Enlist some help: Friend power is more powerful than willpower. Most of us want to get back on track in January, so team up with a friend. Find someone who wants to commit to prioritizing their health too, and do it together. Plan workouts in tandem, take turns cooking nourishing meals, and keep each other accountable.

Commit to rest: Getting back on track doesn’t have to mean daily CrossFit or spin classes. After the craziness of the holidays, many of us just need some downtime. Our adrenals are fried and we start to feel the consequences, in the form of extra fatigue or frequent colds. Let yourself go to bed early, take relaxing Epsom salt baths, curl up with some tea and read a good book. Shoot for at least eight hours of sleep every night. Sometimes the best thing we can do is not do much at all.
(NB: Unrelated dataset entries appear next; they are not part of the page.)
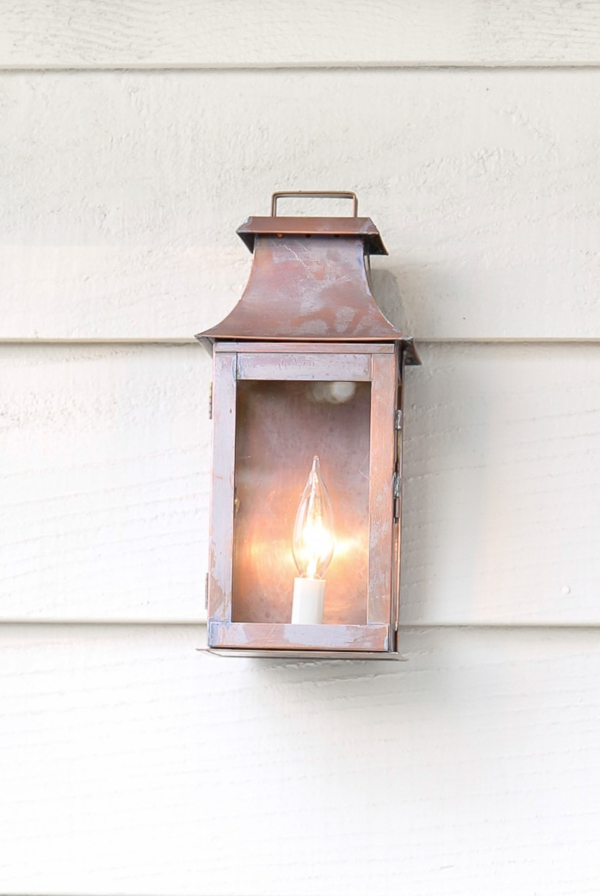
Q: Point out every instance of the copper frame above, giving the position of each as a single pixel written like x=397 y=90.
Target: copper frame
x=308 y=315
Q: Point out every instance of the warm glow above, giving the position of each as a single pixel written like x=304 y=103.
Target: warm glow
x=314 y=535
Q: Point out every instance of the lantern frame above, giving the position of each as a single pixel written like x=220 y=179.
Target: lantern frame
x=295 y=255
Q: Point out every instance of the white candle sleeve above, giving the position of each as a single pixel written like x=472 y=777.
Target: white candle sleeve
x=307 y=607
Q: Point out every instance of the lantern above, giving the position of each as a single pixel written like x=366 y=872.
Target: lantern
x=307 y=428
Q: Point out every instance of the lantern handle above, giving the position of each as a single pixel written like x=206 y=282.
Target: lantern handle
x=315 y=194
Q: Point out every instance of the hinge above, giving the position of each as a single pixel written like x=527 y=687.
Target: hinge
x=396 y=483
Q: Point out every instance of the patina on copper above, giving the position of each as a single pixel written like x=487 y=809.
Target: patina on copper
x=307 y=323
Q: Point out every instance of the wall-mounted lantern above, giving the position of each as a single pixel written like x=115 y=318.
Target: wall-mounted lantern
x=307 y=433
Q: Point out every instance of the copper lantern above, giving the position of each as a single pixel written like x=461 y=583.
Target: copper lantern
x=307 y=430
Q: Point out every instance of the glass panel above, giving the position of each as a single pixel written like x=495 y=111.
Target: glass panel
x=281 y=426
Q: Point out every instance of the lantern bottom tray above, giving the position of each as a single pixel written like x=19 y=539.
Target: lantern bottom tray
x=266 y=639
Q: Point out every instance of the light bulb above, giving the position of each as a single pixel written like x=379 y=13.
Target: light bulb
x=313 y=544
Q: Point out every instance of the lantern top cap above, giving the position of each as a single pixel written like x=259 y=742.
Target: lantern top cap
x=276 y=225
x=334 y=227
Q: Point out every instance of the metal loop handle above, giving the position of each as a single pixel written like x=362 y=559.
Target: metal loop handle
x=315 y=194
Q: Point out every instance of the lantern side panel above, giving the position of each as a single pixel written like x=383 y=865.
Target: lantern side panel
x=281 y=425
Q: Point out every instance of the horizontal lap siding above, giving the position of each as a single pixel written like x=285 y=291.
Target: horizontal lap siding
x=122 y=192
x=104 y=482
x=313 y=32
x=134 y=764
x=106 y=479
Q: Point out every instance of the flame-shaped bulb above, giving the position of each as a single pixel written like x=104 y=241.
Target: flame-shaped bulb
x=314 y=538
x=313 y=544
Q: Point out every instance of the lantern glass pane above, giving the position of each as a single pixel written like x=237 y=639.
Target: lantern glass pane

Clean out the kitchen: It’s easy to stay on the same path of indulgence if all the holiday sweets and treats are still everywhere. Come January 1st, get rid of them: Clean your fridge, pantry, car, office, anywhere you may have stashed some food that goes against your goals for the new year. When bad food choices aren’t around, it’s a lot harder to reach for them.

Do a reset: Nobody’s perfect. I know I’m not. This is why a few times throughout the year, I like to do a detox from all processed foods, sugars, dairy, coffee, and alcohol and focus on real, nourishing foods and supportive supplements.